762 – Baghdad  founded by caliph Al-Mansur.

1751 – Although official executions for Witchcraft was supposed to have ceased in England in 1682 [1722 in Scotland], a Mrs. Osborne on this day became the last known person to be killed as a result of a witch-trial, being given the water test [float and you’re guilty, sink and you’re innocent] until she drowned – so was thus presumably innocent.

1818 – Emily Brontë born. English novelist and poet, best remembered for her solitary novel, Wuthering Heights. Although it received mixed reviews when it first came out, and was often condemned for its portrayal of amoral passion, the book subsequently became an English literary classic.
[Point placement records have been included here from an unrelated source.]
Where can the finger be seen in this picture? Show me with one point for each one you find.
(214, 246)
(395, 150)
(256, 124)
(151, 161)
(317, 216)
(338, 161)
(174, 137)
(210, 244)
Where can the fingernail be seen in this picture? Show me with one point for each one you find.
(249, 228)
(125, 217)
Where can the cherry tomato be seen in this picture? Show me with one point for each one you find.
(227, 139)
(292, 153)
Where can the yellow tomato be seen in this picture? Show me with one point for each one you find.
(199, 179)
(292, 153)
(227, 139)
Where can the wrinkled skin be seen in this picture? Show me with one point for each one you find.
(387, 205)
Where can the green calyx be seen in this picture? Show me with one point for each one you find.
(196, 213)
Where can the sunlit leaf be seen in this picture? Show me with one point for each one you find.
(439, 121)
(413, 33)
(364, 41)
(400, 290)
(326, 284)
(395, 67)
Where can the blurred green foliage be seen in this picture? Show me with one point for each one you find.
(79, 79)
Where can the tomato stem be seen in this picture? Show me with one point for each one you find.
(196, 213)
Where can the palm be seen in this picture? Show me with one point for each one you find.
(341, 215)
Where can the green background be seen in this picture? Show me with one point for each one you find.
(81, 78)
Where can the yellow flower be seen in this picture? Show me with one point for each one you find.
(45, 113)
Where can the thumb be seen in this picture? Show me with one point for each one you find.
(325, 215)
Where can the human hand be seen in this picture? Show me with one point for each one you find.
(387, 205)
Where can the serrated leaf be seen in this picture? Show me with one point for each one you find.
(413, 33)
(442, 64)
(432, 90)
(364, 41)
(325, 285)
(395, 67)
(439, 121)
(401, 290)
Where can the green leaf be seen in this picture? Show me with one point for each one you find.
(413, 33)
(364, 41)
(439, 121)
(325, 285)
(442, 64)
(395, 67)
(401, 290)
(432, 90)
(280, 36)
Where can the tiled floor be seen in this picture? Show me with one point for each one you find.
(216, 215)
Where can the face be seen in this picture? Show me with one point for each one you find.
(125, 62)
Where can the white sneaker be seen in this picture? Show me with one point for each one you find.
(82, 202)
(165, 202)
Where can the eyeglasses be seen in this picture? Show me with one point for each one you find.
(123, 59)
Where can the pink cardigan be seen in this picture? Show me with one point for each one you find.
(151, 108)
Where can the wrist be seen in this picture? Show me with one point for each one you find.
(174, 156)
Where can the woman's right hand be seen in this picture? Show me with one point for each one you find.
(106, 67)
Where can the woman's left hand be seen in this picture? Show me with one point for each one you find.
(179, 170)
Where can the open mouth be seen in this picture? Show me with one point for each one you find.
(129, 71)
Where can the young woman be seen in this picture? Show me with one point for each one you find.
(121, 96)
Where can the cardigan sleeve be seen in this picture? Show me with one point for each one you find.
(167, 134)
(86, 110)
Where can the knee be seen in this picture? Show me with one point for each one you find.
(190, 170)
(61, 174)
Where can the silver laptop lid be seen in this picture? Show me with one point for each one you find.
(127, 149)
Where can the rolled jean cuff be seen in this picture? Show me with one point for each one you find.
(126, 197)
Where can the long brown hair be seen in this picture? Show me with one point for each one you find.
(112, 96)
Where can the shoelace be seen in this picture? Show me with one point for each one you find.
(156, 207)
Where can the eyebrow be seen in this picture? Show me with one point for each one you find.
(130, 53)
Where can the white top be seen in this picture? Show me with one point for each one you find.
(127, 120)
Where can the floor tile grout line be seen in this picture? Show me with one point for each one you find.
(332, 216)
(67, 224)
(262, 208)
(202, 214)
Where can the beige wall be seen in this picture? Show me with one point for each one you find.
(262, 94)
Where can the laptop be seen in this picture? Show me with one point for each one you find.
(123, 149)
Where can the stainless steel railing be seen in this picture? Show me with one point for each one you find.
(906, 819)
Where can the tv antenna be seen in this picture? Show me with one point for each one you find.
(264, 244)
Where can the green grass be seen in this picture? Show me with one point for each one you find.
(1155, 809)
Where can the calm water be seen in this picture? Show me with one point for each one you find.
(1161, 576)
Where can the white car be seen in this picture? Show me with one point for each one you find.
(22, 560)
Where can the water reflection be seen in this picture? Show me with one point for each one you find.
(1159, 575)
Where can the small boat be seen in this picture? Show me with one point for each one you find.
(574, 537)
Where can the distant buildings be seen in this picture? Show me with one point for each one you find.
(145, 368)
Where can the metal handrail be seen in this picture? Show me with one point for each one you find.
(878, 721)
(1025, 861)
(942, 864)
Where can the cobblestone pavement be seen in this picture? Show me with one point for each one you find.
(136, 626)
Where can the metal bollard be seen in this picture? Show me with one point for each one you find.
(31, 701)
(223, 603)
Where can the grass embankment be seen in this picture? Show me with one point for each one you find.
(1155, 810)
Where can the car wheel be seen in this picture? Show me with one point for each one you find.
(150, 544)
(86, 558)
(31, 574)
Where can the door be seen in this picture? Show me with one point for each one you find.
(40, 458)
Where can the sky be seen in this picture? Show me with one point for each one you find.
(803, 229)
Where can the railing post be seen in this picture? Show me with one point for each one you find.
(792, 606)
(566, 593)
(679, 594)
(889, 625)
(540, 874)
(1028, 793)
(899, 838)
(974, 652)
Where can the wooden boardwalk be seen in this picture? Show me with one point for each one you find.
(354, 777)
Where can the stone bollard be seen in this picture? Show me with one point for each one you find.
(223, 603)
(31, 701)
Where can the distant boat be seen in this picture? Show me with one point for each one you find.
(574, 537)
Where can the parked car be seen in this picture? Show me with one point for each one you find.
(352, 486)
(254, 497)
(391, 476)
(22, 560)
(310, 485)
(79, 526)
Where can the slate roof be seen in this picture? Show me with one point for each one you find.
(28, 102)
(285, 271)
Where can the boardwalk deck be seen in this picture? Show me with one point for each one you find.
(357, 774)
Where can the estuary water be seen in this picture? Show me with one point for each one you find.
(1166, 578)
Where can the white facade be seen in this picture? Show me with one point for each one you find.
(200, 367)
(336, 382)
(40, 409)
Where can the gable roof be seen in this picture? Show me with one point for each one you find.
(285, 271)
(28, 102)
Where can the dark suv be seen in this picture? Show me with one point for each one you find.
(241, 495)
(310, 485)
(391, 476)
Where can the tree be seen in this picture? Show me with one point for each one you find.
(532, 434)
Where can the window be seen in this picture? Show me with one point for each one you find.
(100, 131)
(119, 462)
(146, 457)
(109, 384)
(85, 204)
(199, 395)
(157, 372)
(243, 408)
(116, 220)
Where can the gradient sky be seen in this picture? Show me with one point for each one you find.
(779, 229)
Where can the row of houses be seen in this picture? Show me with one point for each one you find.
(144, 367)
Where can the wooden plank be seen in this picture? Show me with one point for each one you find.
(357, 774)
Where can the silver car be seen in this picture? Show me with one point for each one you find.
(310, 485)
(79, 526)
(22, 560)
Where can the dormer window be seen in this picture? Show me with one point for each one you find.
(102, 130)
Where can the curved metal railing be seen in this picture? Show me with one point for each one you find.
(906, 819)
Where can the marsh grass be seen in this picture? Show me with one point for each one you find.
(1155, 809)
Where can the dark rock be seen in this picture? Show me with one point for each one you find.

She published under the pen name Ellis Bell.


1958 – Kate Bush born , English singer-songwriter who’s first hit single  was – coincidence or not – Wuthering Heights.

2003 – Sam Phillips died. American businessman, record executive, record producer and DJ who played an important role in the emergence of rock and roll in the 1950s. He was a producer, label owner, and talent scout throughout the 1940s and 1950s and  founded Sun Studios and Sun Records in Memphis, Tennessee. Through Sun, Phillips discovered  Howlin’ Wolf, Carl Perkins, Jerry Lee Lewis , Johnny Cash  and Elvis Presley.

2007 – Ingmar Bergman died. Swedish director, writer and producer for film, stage and television. described by Woody Allen as “probably the greatest film artist, all things considered, since the invention of the motion picture camera,”  Bergman is recognized as one of the most accomplished and influential film directors of all time.